Later Looks For An Older Lad

Later, the new men’s title from IPC Magazines, joined the men’s lifestyle magazine market last week in a flash of controversial publicity as two of its ads were withdrawn by the Advertising Standards Authority (see IPC’s Later Poster Campaign Censured By ASA).

The majority of titles in this sector are aimed at men in their late teens and twenties and the market is dominated by Emap’s FHM and IPC’s Loaded, which currently have circulations of 751,493 and 457,318 respectively (ABC July-December 1998). IPC’s spin on Later is that it aims for those men aged 25-40, who may be ‘outgrowing the existing glossies’.

A profile of Loaded‘s readership shows that the biggest proportion of its readers are aged 18-24, with penetration of the 25-34 and 35-44 year old audiences dropping off. This could be good news for IPC and Later if the new mag can pick up readers where Loaded drops off.

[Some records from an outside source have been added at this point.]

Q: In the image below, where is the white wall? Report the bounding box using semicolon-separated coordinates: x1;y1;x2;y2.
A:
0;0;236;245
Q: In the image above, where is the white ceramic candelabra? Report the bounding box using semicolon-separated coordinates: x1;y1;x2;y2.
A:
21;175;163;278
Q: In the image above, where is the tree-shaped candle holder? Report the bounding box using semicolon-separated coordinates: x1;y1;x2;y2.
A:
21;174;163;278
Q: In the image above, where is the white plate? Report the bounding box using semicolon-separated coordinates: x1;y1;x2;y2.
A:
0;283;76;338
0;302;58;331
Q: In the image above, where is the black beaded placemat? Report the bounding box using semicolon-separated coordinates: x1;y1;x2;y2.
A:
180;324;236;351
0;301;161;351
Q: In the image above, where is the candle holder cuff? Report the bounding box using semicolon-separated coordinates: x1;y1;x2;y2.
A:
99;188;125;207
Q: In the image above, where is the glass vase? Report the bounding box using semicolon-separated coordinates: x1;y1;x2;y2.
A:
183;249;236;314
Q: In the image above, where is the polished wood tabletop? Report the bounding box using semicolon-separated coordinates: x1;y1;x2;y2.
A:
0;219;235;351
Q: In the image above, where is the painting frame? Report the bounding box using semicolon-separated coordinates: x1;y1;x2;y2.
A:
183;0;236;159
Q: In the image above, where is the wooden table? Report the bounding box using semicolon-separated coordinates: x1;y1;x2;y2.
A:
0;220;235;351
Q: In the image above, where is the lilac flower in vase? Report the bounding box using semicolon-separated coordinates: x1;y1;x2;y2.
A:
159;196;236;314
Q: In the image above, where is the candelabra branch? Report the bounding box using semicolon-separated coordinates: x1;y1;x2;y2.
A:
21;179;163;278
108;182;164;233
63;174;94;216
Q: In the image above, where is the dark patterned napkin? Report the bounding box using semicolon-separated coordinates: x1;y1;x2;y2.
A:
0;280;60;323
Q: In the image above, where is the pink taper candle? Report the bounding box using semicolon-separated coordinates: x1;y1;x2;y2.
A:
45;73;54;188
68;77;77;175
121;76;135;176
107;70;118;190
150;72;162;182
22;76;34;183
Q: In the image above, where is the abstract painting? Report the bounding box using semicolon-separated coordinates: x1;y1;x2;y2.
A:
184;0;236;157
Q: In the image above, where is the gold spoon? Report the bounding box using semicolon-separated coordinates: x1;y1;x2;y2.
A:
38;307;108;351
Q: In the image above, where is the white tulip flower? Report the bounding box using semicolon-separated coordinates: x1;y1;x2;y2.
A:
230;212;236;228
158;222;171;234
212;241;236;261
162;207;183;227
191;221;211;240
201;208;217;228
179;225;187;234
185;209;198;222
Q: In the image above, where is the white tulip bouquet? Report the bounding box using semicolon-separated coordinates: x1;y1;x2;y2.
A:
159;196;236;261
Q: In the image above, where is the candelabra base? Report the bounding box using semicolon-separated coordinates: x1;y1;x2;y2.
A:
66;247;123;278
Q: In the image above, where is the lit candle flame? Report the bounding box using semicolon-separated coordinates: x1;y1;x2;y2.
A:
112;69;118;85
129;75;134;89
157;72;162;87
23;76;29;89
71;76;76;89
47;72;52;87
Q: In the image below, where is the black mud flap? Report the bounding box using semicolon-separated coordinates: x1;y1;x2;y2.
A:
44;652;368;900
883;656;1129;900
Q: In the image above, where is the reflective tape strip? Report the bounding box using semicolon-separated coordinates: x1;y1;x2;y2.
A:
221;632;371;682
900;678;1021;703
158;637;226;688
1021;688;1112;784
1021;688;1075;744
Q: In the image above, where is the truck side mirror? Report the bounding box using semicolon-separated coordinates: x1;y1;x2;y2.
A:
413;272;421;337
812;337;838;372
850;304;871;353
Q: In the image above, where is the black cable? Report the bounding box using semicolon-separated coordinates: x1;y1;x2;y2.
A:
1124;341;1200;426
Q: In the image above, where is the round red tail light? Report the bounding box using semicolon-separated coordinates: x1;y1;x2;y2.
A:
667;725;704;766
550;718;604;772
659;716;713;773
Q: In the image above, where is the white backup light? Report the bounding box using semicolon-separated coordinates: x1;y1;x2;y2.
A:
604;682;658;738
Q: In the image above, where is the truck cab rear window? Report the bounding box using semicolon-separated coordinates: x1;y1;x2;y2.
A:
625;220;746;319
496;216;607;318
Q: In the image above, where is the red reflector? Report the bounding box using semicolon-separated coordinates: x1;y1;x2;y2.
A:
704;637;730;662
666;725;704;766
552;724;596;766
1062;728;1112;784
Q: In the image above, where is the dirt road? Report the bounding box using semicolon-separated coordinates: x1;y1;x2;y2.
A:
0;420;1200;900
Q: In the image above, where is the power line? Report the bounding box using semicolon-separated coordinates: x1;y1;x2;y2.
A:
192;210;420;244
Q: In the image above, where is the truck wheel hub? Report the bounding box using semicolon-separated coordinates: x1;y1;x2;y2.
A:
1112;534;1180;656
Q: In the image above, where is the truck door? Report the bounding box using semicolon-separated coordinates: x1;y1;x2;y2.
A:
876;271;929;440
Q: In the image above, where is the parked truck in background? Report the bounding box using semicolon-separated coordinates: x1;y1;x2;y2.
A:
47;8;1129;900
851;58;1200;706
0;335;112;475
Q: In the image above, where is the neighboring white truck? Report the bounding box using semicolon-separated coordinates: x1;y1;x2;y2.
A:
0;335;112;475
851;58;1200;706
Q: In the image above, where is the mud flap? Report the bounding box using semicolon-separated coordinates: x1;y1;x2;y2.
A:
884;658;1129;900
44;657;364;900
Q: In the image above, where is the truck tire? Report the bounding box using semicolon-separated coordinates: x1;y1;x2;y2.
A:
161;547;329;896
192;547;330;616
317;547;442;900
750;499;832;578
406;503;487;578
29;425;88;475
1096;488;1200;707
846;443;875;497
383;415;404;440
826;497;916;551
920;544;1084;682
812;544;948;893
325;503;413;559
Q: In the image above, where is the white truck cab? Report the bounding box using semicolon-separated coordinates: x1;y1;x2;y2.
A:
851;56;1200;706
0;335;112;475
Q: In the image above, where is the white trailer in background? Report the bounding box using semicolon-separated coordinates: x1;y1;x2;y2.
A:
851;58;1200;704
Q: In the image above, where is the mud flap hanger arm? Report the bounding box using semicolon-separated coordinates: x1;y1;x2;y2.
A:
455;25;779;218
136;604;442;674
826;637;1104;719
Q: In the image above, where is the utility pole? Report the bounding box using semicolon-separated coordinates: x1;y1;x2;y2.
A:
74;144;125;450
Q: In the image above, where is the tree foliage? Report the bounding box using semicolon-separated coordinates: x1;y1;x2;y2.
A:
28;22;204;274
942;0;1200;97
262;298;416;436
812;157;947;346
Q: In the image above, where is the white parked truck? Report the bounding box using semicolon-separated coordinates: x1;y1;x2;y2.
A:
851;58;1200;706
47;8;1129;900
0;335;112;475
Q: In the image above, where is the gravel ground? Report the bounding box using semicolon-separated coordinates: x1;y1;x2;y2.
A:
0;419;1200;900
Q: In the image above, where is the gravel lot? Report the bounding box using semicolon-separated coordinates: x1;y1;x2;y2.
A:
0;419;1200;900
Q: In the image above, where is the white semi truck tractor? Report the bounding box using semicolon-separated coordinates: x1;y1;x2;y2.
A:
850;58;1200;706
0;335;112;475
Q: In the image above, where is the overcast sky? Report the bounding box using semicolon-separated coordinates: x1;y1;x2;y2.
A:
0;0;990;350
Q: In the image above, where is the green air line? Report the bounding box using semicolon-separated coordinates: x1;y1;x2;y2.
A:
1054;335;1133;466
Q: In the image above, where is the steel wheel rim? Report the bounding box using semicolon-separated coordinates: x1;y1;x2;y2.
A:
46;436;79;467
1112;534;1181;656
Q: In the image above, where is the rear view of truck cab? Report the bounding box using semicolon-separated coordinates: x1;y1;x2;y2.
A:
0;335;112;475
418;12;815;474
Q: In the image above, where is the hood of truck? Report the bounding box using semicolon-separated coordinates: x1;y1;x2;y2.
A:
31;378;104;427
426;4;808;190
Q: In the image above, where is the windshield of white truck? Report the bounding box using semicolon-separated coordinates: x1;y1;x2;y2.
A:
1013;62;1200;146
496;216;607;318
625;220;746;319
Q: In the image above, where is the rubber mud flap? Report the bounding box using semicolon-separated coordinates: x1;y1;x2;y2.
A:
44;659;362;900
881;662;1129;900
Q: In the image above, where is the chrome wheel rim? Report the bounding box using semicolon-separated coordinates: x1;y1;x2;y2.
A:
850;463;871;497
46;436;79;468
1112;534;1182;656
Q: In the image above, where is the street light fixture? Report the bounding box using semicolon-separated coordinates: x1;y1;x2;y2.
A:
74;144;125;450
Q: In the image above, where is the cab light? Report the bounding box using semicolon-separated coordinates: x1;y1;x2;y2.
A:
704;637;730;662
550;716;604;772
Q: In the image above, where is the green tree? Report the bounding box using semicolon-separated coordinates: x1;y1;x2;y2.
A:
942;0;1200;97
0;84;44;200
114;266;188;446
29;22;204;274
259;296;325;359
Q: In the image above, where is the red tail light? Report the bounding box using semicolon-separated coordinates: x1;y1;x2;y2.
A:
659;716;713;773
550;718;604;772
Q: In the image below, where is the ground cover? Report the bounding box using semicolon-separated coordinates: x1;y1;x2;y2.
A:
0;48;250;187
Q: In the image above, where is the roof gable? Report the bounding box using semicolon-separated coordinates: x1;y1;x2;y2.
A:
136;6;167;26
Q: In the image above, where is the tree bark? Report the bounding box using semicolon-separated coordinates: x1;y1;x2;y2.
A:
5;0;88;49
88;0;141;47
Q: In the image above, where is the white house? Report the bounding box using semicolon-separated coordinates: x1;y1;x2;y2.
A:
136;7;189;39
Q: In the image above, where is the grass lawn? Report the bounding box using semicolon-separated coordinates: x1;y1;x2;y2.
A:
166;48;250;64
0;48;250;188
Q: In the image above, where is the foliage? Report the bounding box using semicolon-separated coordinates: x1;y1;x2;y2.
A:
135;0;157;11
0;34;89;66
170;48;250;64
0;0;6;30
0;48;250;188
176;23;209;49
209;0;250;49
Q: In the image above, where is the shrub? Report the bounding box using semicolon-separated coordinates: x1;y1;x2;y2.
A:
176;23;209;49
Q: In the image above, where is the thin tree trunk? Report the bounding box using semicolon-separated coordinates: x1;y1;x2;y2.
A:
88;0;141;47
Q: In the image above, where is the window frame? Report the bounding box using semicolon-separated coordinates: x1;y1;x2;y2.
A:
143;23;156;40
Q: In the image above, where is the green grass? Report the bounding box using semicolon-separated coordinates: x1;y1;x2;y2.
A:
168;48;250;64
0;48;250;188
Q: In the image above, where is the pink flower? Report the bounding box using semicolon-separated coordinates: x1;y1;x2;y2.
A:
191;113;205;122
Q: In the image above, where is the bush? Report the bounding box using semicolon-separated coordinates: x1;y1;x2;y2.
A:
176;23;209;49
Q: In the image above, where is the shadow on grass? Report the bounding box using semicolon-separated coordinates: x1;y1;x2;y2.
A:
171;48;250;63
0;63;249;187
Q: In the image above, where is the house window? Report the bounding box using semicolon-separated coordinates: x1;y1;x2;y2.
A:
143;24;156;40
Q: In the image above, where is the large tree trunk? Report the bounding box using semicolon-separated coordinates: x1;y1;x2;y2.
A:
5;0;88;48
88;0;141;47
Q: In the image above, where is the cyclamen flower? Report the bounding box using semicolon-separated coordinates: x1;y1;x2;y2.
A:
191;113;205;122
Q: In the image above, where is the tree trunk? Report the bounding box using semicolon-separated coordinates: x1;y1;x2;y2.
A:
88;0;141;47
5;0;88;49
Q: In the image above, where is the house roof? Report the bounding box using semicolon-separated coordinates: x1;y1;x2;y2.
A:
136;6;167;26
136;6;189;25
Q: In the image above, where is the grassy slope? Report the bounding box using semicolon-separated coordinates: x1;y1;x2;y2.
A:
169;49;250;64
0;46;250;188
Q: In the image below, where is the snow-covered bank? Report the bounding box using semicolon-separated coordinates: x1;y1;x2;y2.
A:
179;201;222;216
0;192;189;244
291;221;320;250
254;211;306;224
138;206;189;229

However, in terms of age profile, Later shares its target audience with GQ, and perhaps overlaps with titles such as Arena, Face and Maxim. Of GQ‘s male readership, almost 60% are aged 25 or over; this compares to around 45% for Loaded and 46% for FHM. Fifty three percent of Maxim‘s male readership is older than 25. In due course, readers of the ‘younger’ male titles are likely to grow up and move on from Loaded and FHM, but Later may face competition in securing these ‘mature’ readers from the likes of GQ and Maxim.

Arena and Face both suffered significant losses of circulation in the latest ABC audit. This is possibly bad news for IPC’s Later as it might point to a decrease in the popularity of the more mature men’s lifestyle market, rather than simply a poor performance for these specific magazines. Wagadon’s Deluxe, which also aimed at the more mature ‘thinking man’, was closed after only eight months following poorer than anticipated sales.